For reference, you can find the sample properties files for each server in this repository: Cluster Config Examples
Let’s spin up 3 machines that will form our Zookeeper cluster. The command below can be run from the Google Cloud Shell or from your PC using the Google Cloud Platform CLI. All that you need to substitute are the project and instance name (e.g. zook-1)
gcloud compute --project "[YOUR-PROJECT]" instances create "[INSTANCE-NAME]"\
--zone "europe-west1-c"\
--machine-type "n1-standard-1"\
--subnet "default"\
--maintenance-policy "MIGRATE"\
--service-account "1077112676311-compute@developer.gserviceaccount.com"\
--scopes "https://www.googleapis.com/auth/devstorage.read_only","https://www.googleapis.com/auth/logging.write","https://www.googleapis.com/auth/monitoring.write","https://www.googleapis.com/auth/servicecontrol","https://www.googleapis.com/auth/service.management.readonly","https://www.googleapis.com/auth/trace.append"\
--tags "http-server"\
--image "centos-7-v20170523"\
--image-project "centos-cloud"\
--boot-disk-size "10"\
--boot-disk-type "pd-standard"\
--boot-disk-device-name "[INSTANCE-NAME]"
Once the VM is running, we can Secure Shell (SSH) it and run the following command to install some dependencies and download Kafka.
# Installing dependencies
sudo su
yum install -y wget nano java
# Automatically creating the Zookeeper myid file
mkdir /tmp/zookeeper
touch /tmp/zookeeper/myid
echo "ZOOKEEPER-ID" > zookeeper/myid
# Downloading and extracting Kafka
wget http://mirror.ox.ac.uk/sites/rsync.apache.org/kafka/2.7.0/kafka_2.12-2.7.0.tgz
tar -xvzf kafka_2.12-2.7.0.tgz
cd kafka_2.12-2.7.0.tgz
Modify the Zookeeper properties to include all the instance details.
nano config/zookeeper.properties
# In milliseconds
tickTime=2000
# In ticks
initLimit=10
syncLimit=5
maxClientCnxns=30
# All Zookeeper servers need to be aware of other Zookeepers part of the cluster
server.1=zook-1:2888:3888
server.2=zook-2:2888:3888
server.3=zook-3:2888:3888
Once we’ve updated the settings of all Zookeeper server properties, we can start them.
bin/zookeeper-server-start.sh config/zookeeper.properties
Kafka
Let’s spin up 3 machines that will form our Kafka cluster.
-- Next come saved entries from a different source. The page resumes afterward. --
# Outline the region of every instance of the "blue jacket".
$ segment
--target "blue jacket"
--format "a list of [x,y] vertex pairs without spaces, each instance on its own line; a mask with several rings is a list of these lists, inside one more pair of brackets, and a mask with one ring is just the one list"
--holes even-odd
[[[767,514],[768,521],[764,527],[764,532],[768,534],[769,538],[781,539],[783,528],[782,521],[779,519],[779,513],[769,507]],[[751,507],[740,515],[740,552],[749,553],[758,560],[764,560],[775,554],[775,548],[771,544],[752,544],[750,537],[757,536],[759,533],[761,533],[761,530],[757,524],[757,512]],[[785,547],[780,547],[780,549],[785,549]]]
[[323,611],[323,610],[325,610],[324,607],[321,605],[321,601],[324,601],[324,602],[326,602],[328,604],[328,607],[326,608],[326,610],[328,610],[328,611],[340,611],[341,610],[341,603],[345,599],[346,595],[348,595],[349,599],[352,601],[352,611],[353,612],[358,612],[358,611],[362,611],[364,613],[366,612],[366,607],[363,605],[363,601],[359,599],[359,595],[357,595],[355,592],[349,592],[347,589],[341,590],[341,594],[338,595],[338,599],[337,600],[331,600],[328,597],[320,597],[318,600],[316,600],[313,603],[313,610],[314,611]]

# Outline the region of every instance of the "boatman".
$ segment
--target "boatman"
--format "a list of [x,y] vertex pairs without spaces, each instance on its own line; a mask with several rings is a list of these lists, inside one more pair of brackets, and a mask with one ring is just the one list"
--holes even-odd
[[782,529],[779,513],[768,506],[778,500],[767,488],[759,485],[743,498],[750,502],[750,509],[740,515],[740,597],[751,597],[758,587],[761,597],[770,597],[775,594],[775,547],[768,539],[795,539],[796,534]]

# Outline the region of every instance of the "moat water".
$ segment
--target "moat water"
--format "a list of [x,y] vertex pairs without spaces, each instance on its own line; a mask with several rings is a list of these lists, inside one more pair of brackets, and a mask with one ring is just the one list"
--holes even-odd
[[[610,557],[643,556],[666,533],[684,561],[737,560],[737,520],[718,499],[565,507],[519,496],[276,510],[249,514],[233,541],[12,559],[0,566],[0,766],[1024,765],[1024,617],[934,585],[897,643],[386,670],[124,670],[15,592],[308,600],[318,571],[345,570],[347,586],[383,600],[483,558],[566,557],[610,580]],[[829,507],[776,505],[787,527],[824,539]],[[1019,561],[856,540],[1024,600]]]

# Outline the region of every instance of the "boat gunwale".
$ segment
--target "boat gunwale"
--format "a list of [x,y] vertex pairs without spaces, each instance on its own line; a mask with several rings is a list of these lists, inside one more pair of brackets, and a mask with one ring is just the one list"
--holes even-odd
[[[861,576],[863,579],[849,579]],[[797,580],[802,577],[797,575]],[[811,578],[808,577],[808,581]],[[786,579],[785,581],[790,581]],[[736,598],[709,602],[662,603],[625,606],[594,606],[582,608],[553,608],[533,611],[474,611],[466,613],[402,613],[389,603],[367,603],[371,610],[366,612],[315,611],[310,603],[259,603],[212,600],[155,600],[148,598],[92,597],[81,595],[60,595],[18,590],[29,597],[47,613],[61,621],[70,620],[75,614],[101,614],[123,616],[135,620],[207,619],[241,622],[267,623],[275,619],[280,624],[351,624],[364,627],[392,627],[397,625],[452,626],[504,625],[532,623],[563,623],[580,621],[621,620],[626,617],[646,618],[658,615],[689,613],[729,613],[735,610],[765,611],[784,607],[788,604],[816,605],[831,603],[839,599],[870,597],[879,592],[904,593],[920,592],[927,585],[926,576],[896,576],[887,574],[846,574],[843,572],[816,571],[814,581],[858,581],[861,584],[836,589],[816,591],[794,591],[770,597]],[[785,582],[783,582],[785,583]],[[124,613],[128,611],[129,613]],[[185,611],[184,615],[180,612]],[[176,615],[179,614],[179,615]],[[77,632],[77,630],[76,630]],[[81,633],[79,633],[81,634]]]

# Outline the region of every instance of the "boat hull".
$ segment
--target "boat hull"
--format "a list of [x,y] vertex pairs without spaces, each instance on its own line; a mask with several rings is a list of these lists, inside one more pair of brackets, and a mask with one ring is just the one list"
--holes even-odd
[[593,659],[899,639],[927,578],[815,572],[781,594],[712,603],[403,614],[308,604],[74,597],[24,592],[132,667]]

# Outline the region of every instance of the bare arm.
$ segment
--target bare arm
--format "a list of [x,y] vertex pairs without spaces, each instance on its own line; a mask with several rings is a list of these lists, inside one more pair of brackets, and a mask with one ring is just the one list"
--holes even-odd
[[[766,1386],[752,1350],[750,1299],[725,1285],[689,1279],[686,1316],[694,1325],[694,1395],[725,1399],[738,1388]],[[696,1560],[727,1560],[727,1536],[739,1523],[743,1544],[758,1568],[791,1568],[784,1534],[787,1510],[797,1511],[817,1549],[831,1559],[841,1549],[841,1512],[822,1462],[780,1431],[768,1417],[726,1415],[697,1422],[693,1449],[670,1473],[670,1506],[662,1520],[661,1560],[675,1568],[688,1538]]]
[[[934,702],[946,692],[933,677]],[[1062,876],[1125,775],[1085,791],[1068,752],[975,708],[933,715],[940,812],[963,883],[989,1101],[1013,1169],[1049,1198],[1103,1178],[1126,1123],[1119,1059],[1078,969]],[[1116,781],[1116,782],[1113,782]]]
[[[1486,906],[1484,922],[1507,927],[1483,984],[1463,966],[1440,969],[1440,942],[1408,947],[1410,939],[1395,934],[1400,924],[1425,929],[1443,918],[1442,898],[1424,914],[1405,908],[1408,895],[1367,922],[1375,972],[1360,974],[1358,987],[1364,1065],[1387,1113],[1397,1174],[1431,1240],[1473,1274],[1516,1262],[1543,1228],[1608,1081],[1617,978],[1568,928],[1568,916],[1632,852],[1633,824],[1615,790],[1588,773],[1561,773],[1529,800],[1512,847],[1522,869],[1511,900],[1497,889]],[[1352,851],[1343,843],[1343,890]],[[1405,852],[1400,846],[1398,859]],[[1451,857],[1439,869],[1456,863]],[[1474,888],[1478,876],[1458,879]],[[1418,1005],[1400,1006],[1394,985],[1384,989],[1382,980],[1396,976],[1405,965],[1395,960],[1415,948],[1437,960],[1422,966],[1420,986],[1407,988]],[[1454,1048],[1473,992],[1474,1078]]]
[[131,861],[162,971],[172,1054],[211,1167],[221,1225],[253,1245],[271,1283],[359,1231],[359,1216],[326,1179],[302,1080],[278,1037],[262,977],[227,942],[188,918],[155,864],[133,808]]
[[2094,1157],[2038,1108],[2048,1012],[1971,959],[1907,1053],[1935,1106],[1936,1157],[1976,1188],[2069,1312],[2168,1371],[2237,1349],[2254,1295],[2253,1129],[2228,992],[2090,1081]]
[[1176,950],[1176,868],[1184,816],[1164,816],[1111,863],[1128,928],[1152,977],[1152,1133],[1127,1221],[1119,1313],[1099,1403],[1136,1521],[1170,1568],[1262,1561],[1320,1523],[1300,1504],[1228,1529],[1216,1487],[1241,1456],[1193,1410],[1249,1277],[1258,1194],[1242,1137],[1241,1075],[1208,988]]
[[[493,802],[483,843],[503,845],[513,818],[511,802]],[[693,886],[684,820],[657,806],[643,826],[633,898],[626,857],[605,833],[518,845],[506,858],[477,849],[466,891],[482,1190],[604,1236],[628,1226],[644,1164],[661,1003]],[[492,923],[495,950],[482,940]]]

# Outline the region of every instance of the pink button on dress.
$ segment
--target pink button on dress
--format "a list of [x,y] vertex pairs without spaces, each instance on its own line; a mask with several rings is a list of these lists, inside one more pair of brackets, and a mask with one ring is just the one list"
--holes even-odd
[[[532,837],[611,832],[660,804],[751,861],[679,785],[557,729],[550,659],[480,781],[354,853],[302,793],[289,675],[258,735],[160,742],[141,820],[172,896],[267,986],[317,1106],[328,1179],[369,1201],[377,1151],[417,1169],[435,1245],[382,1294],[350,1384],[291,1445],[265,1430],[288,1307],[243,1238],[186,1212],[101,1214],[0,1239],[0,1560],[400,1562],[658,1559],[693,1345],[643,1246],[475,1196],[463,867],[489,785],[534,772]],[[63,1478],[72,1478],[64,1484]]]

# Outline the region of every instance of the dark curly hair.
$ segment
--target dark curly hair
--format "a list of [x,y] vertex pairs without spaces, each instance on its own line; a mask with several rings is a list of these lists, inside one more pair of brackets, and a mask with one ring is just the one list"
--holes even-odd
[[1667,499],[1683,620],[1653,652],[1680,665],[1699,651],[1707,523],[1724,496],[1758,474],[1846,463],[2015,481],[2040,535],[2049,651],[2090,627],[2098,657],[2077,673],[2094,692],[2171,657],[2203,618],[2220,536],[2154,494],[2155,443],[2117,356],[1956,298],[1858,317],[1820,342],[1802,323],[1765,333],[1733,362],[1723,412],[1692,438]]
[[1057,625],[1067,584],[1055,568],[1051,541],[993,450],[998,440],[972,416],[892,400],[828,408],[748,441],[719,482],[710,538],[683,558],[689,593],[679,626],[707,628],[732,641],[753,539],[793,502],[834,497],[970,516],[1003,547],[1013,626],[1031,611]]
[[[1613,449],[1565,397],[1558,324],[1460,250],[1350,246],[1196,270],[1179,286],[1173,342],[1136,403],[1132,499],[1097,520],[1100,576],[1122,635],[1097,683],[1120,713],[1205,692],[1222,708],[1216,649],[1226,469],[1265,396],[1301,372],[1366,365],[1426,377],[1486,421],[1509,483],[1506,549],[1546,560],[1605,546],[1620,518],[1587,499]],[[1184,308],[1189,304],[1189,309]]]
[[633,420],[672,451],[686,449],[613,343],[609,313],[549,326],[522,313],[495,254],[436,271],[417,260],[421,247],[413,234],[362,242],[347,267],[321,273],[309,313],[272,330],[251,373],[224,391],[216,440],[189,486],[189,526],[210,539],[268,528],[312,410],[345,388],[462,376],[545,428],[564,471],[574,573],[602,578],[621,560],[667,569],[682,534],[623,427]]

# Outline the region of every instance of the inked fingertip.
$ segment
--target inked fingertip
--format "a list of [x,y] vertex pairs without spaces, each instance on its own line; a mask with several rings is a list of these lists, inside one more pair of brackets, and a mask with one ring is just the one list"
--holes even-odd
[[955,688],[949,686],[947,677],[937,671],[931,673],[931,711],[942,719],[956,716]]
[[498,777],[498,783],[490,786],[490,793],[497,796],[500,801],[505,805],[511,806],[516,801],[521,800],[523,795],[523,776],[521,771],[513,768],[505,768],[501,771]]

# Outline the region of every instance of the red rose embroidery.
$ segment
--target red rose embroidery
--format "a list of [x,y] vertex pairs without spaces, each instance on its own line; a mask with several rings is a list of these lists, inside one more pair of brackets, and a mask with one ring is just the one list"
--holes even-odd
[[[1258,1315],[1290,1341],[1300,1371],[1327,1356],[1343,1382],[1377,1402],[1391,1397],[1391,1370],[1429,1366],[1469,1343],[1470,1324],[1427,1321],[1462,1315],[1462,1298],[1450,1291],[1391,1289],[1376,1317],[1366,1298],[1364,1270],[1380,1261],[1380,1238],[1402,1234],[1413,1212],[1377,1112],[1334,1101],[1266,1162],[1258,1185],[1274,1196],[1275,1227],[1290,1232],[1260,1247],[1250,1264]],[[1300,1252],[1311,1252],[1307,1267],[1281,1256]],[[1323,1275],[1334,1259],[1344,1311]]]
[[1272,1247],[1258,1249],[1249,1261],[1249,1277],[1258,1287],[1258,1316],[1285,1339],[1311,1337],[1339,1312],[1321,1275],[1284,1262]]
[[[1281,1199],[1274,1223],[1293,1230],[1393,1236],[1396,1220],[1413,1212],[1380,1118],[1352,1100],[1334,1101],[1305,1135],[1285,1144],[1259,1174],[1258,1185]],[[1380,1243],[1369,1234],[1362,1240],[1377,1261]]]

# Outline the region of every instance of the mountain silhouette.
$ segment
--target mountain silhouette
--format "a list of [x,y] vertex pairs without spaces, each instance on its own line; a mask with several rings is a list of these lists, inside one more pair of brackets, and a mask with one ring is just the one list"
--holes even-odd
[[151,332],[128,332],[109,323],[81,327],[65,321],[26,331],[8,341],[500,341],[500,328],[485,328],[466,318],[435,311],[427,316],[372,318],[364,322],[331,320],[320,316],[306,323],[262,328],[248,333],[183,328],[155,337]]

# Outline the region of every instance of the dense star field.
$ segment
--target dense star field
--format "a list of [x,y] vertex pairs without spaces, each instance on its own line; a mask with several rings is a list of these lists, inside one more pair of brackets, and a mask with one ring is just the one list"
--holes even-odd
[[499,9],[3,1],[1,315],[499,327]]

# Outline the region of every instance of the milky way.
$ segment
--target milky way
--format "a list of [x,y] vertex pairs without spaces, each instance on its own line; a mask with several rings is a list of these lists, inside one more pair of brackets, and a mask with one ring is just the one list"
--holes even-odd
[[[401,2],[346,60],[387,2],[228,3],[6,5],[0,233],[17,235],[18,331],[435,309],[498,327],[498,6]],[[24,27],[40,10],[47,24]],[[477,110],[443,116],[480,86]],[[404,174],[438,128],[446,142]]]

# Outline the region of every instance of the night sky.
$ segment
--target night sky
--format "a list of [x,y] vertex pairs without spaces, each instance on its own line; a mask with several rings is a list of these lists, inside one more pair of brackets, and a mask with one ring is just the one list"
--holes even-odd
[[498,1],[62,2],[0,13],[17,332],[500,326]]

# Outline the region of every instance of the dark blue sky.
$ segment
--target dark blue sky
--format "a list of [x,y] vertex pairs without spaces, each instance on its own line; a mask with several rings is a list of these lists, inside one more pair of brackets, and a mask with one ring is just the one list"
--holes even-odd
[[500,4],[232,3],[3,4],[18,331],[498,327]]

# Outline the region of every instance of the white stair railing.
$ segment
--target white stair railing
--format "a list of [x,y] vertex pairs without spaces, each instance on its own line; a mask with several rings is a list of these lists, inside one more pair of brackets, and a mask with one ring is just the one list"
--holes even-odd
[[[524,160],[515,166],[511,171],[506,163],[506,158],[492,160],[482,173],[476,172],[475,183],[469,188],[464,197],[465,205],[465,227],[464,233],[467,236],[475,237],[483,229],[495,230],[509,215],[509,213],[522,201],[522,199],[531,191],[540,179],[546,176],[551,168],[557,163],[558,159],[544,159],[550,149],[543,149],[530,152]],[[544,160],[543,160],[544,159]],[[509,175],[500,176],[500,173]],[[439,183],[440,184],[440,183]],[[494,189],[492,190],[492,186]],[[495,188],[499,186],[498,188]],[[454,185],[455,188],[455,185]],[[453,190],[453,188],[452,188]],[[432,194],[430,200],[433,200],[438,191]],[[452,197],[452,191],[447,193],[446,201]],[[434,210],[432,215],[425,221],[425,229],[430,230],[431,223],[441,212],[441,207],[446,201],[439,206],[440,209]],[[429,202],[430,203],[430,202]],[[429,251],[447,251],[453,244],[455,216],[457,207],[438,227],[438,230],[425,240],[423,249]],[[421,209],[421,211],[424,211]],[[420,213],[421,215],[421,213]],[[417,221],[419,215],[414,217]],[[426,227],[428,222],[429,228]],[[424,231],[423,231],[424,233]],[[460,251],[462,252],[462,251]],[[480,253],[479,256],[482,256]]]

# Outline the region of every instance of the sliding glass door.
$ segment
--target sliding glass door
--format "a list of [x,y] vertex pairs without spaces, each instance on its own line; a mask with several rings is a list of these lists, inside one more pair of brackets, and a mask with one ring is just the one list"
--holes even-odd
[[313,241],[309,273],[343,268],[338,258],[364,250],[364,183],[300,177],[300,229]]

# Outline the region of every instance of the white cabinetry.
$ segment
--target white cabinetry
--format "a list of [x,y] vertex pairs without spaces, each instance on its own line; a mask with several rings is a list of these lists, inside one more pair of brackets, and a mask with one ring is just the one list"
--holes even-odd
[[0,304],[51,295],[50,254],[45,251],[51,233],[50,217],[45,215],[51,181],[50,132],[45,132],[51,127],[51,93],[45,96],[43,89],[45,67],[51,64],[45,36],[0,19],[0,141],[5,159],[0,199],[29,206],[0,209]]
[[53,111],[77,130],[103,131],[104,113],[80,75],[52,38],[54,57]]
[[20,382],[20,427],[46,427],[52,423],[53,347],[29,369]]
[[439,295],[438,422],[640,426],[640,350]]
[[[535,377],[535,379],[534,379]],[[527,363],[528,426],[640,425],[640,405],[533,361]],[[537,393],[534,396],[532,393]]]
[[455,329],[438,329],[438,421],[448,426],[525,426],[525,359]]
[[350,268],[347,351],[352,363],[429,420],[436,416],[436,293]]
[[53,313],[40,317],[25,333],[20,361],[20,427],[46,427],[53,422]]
All that you need to substitute are the project name, instance name (e.g. kafka-1), host name and broker Id.
gcloud compute --project "[YOUR-PROJECT]" instances create "[INSTANCE-NAME]"\
--zone "europe-west1-c"\
--machine-type "n1-standard-1"\
--subnet "default"\
--maintenance-policy "MIGRATE"\
--service-account "1077112676311-compute@developer.gserviceaccount.com"\
--scopes "https://www.googleapis.com/auth/devstorage.read_only","https://www.googleapis.com/auth/logging.write","https://www.googleapis.com/auth/monitoring.write","https://www.googleapis.com/auth/servicecontrol","https://www.googleapis.com/auth/service.management.readonly","https://www.googleapis.com/auth/trace.append"\
--tags "http-server"\
--image "centos-7-v20170523"\
--image-project "centos-cloud"\
--boot-disk-size "10"\
--boot-disk-type "pd-standard"\
--boot-disk-device-name "[INSTANCE-NAME]"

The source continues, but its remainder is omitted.